Yes, there's so much to celebrate to life than any other else in this world. When I was so preoccupied with things that this human heart crave for, I learned that everything was dull, lifeless and empty. Vague as it may appear but I knew i already lost something that was meant to be worth rejoicing at that moment. The details no matter how visible they were, my eyes were yet stigmatized by an obvious spectacle. Yes..it was near but my eyes are focus on something far beyond this reason could attain.
But lately, realization spanked me in my face. It's as if everything is clear. The fog is removed. I learned to value life not because life has more to offer but it's that I can offer life, a life that is far beyond this little hands of mine can give. I understand that each little act of kindness in itself the blood of life, the one that sustains all. I wondered why our existence continues to run its phase here on earth and it dawned upon me that it's because of those little kindness that I gave and received everday. Such kindness too little to add a weight on the scale yet too big the equivalent in the heart of those needing it and giving it. To give means not to love but sustain love. Love, the all powerful life source where humanity gets its strength and survival continually begets life.

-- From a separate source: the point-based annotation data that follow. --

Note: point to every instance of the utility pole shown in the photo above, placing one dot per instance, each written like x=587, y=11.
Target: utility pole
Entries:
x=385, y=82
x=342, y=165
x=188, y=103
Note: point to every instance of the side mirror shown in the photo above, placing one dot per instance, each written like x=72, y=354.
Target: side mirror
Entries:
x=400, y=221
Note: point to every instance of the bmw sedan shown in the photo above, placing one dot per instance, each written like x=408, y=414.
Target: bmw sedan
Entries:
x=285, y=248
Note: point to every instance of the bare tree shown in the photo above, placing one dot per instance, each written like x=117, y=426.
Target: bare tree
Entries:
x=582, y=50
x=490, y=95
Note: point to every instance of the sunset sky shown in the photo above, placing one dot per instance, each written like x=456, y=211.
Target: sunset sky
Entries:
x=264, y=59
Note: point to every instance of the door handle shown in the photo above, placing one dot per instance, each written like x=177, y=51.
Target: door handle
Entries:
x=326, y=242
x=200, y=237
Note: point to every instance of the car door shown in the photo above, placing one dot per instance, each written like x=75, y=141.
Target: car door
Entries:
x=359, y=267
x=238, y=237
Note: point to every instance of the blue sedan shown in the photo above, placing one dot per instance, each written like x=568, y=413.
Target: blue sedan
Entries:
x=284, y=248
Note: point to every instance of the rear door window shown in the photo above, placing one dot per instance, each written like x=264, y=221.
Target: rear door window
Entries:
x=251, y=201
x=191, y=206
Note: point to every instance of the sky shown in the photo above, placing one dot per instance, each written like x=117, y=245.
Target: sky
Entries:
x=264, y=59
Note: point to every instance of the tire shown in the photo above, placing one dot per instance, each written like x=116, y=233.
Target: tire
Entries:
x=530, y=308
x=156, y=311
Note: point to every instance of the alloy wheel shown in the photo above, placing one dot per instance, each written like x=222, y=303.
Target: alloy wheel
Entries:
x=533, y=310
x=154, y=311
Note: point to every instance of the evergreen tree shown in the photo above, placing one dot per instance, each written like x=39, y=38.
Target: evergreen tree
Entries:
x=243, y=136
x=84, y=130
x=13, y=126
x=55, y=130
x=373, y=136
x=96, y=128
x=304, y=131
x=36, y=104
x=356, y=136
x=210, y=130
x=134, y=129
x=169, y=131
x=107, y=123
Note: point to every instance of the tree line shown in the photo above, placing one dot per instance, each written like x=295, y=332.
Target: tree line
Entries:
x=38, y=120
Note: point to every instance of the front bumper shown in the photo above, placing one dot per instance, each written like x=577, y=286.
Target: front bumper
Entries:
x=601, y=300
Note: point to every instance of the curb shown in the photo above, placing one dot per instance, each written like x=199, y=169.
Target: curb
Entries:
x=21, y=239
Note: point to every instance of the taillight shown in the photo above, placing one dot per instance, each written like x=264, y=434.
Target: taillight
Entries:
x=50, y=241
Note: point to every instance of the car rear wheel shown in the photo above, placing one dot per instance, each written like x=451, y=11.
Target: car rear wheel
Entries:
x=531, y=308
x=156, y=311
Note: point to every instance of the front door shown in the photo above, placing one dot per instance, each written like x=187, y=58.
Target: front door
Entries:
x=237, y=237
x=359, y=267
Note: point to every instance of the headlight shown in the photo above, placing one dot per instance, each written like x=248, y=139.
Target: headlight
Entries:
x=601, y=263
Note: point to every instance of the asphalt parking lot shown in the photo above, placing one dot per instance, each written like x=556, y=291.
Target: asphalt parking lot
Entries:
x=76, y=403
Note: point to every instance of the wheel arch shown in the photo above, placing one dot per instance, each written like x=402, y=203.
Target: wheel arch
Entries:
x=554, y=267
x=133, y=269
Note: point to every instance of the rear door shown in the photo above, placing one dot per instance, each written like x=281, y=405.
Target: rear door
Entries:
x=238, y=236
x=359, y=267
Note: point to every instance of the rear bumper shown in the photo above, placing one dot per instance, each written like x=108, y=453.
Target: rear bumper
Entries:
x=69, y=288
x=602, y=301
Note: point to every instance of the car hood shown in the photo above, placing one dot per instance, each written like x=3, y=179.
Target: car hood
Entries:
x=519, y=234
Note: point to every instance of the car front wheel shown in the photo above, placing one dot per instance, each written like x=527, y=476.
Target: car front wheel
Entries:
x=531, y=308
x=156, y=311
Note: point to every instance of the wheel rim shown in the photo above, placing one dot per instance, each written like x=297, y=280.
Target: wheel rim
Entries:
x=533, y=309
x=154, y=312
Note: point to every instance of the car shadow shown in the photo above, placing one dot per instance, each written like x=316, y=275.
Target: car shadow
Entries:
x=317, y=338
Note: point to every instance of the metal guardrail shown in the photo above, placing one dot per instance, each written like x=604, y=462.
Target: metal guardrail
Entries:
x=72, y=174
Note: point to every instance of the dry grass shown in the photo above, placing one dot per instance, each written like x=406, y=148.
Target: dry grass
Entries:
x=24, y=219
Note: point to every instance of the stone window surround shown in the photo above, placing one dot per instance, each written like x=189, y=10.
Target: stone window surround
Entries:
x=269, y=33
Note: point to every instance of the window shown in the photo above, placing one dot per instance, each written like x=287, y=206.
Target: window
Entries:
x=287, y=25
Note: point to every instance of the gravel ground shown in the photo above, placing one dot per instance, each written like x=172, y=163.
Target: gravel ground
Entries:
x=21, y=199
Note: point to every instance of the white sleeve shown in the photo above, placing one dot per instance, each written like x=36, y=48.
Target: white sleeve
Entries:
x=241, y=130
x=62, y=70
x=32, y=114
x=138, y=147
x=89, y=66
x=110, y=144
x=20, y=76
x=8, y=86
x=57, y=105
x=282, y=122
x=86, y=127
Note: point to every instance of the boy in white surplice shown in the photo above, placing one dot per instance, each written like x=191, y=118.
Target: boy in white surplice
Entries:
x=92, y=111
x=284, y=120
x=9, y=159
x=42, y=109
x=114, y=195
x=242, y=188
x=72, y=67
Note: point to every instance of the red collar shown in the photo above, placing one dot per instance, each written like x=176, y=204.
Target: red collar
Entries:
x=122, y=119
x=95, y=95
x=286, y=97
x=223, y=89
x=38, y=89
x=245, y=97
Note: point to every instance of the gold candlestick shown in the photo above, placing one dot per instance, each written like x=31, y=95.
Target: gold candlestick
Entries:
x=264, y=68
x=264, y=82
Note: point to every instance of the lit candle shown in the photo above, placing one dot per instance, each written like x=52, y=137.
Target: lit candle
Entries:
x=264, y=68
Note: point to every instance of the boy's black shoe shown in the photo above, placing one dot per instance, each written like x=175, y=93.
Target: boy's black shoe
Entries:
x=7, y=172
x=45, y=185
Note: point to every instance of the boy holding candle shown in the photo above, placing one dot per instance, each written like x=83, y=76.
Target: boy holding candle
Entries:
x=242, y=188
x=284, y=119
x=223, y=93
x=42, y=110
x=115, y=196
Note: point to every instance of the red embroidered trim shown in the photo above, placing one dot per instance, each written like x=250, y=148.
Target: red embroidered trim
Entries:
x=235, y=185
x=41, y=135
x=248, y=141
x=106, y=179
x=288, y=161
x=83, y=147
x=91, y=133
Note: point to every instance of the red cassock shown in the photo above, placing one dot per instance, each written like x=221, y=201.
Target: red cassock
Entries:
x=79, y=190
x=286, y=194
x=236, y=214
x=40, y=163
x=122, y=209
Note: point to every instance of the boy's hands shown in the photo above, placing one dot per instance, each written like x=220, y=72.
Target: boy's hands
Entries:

Before I don't know where can i find such inner peace and communion. The one intimate relationship that this heart longly search. I tried everything to find this peace. And I realized that I found it in the smiles of a pupil, in the corners of the classroom, in the piles of books, journals and papers. I just laughed the idea but i savored every moment of it.The hands of God working here inside this place of solitude. I valued each of it. The work of the innocence was my work of ignorance dawned by mystical knowledge. Knowledge that only God can offer. The children I am handling now are the incense offering that i will offer in the altar of the Most Loving Father. And this children in whom I sow the seeds of love and joy will grow and rise with their Father. And I, being the gardener will watch them. For once in my life, I somehow touched lives that touched also mine.